4.8. Animal Experiment
Mice were maintained and anesthetized according to a protocol that was approved by the US Pharmacopoeia and the Institutional Animal Care and Use Committee of Yonsei University (IACUC120002, 17 July 2015). The dorsal area of 6.5-week-old C3H/HeN mice in the telogen stage of the hair cycle was shaved with a clipper and electric shaver, with special care taken to avoid damaging the bare skin. Naïve ASCs or minoxidil-treated ASCs were only once injected into the dorsal skin of shaved mice. The growth factors (100 ng/mL per one day) were injected into the dorsal skin of shaved mice every day for 12 days. CXCL1 (R and D Systems, Minneapolis, MN, USA), PD-ECGF (R and D Systems) and PDGF-C (PeproTech, Rocky Hill, NJ, USA) proteins were purchased from each companies. For application with 2% minoxidil, CXCL1, PD-ECGF or PDGF-C (1 µg/mL) with 2% minoxidil (Rogaine; Johnson and Johnson Healthcare Products, Skillman, NJ, USA) were applied on the dorsal skin of shaved mice. Any darkening of the skin (indicative of hair cycle induction) was carefully monitored by photography. After 14 days, the dorsal hair was shaved and weighed to estimate growth rate [3
4.9. Vibrissae Follicle Organ Culture
For organ culture of vibrissae hair follicle, the vibrissae hair follicle was cut from C3H/HeN mice, washed with PBS and cultured in defined medium (Williams E medium supplemented with 2 mM l-glutamine, 10 µg/mL insulin, 10 ng/mL hydrocortisone, 100 U/mL penicillin, and 100 µg/mL streptomycin, without serum) including CXCL1 (5 ng), PD-ECGF (20 ng) and PDGF-C (20 ng) for three days.
4.10. BrdU Labeling
For BrdU labeling assay, 4 × 104 cells were seeded in six well plates and incubated for 3 days after adding three proteins. BrdU (Sigma-Aldrich) was added in cell culture media to a final concentration of 200 mM and incubated for 4 h at 37 °C with 5% CO2. The cells were fixed with 4% paraformaldehyde, incubated with mouse anti-BrdU (1:500) (Abcam, Iowa City, IA, USA) overnight at 4 °C, and then incubated with secondary antibodies, Alexa Fluor 488 goat anti-mouse IgG (Invitrogen), for 1 h at room temperature with 4,6-diamidino-2-phenylindole (DAPI) (Sigma-Aldrich). Immunofluorescence staining was imaged using ZEISS LSM700 confocal microscope (Carl ZEISS, Oberkochen, Germany). For calculation of the percentage of BrdU+ cells, we counted the number of BrdU+ cells and DAPI+ cells (all cells) in every same size pictures using Adobe photoshop CS6 extended program (Yonsei University, Seoul, Korea), and calculated the percentage of BrdU+ cells.

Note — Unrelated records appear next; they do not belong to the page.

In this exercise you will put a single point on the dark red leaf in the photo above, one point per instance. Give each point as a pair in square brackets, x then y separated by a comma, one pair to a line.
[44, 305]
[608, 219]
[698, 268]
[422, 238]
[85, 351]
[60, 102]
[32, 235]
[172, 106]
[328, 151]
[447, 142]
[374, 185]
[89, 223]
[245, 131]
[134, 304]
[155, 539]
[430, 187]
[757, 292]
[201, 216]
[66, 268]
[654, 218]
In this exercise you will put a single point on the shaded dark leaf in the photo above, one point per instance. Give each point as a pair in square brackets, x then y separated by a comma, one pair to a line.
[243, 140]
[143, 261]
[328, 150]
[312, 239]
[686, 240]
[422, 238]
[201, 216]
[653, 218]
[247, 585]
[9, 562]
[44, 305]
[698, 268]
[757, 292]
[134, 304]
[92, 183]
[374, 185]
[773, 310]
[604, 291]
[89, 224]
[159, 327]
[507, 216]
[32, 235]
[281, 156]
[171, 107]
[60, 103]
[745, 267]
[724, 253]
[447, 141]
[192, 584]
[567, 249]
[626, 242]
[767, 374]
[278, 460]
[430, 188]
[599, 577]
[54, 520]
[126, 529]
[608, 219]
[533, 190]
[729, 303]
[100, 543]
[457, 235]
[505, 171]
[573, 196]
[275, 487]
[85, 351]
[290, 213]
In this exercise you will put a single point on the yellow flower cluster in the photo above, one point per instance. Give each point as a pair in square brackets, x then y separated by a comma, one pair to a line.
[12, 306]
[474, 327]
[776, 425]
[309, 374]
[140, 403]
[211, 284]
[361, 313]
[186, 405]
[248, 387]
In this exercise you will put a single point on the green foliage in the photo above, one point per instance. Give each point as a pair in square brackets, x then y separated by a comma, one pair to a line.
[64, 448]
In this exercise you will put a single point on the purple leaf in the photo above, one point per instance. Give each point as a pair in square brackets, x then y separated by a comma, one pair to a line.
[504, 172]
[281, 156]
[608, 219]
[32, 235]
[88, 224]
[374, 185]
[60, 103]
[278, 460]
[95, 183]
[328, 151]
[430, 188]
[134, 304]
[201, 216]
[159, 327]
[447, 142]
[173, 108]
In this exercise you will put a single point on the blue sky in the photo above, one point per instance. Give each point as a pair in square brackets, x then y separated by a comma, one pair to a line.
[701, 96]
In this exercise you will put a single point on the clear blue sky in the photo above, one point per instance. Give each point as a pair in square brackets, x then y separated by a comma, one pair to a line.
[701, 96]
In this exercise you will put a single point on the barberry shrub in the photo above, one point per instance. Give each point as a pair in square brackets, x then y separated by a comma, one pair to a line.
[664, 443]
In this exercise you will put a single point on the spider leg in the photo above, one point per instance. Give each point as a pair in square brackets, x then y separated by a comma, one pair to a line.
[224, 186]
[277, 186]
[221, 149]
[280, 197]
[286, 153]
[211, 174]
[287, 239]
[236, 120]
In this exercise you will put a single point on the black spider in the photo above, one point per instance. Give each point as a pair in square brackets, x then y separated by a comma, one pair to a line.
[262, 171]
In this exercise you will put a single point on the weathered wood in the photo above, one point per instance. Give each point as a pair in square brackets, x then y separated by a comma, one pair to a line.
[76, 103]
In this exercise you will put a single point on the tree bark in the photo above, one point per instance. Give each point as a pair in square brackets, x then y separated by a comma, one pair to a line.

4.11. Hematoxylin/Eosin and Immunofluorescence Staining
For Hematoxylin and eosin staining, paraffin sections were dewaxed using xylene for 30 min, hydrated in 100%-, 90%-, 80%- and 70% EtOH and was dipped into Mayer’s hematoxylin (Sigma-Aldrich) for 8 min, and then rinsed in water for 1 minute. Slide was dipped again into eosin Y (Sigma-Aldrich) for 80 s, dehydrated with 70%-, 80%-, 90%- and 100% EtOH, washed with fresh xylene for 30, dried, and mounted with mounting medium. Immunofluorescence staining was performed using standard protocols. Briefly, paraffin sections were dewaxed using xylene for 30 min, hydrated in 100%-, 90%-, 80%- and 70% EtOH and antigen retrieval was performed by boiling using microwave in antigen retrieval buffer (Dako, Carpinteria, CA, USA) for 2 min. The sections were treated with rabbit Ki67 antibody (1:300) (abcam) overnight at 4 °C, and were then incubated with secondary antibodies, Alexa Fluor 488 goat anti-rabbit IgG (Invitrogen), for 1 h at room temperature with 4,6-diamidino-2-phenylindole (DAPI) (Sigma-Aldrich). Immunofluorescence staining was imaged using ZEISS LSM700 confocal microscope.
4.12. Statistical Analysis
All of the experiments were performed more than three times with independent cultures. Data are presented as mean ± standard error (SEM). Means were compared by Student’s t-test. For all statistical tests, a 0.05 level of confidence was accepted as statistically significant.